Don't hold your breath for bipartisan consensus on climate change just yet -- at least not if National Journal's Political Insiders have something to say about it.

Asked whether it had become a winning issue for Democrats, nearly 9 out of 10 Republican Insiders said no, with a little over a third of Democratic Insiders agreeing that climate change was not among the issues on which Democrats can capitalize.

Has climate change become a winning issue for Democrats?

(101 votes)
(92 votes)
Yes 64% 12%
No 36% 88%

Many on both sides cited the continuing sluggishness of the economy trumping the climate change issue in Americans' minds.
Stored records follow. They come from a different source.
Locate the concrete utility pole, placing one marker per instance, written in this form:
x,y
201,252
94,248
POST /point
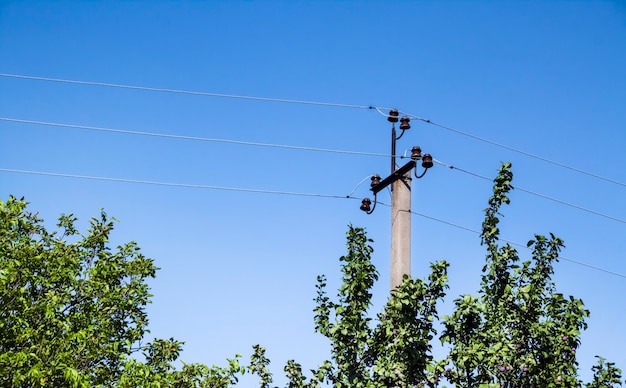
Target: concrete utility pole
x,y
400,181
400,229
"People want jobs. Jobs. Jobs. Um, should I say it again? Jobs," one Republican said.

"Far too many more-important issues. Republicans should be happy if Democrats go out on a limb on global warming ... and saw it off," another said. Yet another snarked: "Americans still prefer affordable energy over pie-in-the-sky, Al Gore-inspired happy talk."

At least one Democrat too cautioned his party not to get ahead of themselves: "Democrats, don't get distracted! People care about jobs and improving the economy."

Yet another GOP Insider noted that the time was not yet ripe for climate change, but that could change one day: "Not yet, but it will be in five years. The country is still hungry for jobs."

Some pointed out that the American people, even if convinced of the dangers of climate change, were not ready to adopt painful measures to address the problem.

"Even those who believe we have a climate-change problem can't abide Obama's climate-change solutions. No matter how many hurricanes, floods, or tsunamis, it will not be a winning issue," one Republican said.

"Not until we have an alternative that isn't 'cap and trade,'" a Democrat added.

Some Democrats nevertheless expressed optimism that the politics of climate change were quickly changing and would ultimately benefit the party.

"Every public poll on the issue has demonstrated the American people support action on climate change, like the EPA, and want the U.S. to take action. People are starting to believe their eyes instead of the deniers," one Democrat said.

"Acceptance that the climate has changed -- regardless of what you think has caused it -- has altered the public's attitude about what must be done. As long as Democrats continue to appeal to the sensible center, we'll win more than we lose," another added.

A third compared climate change to another rapidly-evolving issue: "Just as with gay rights, the train has left the station on the politics of climate change."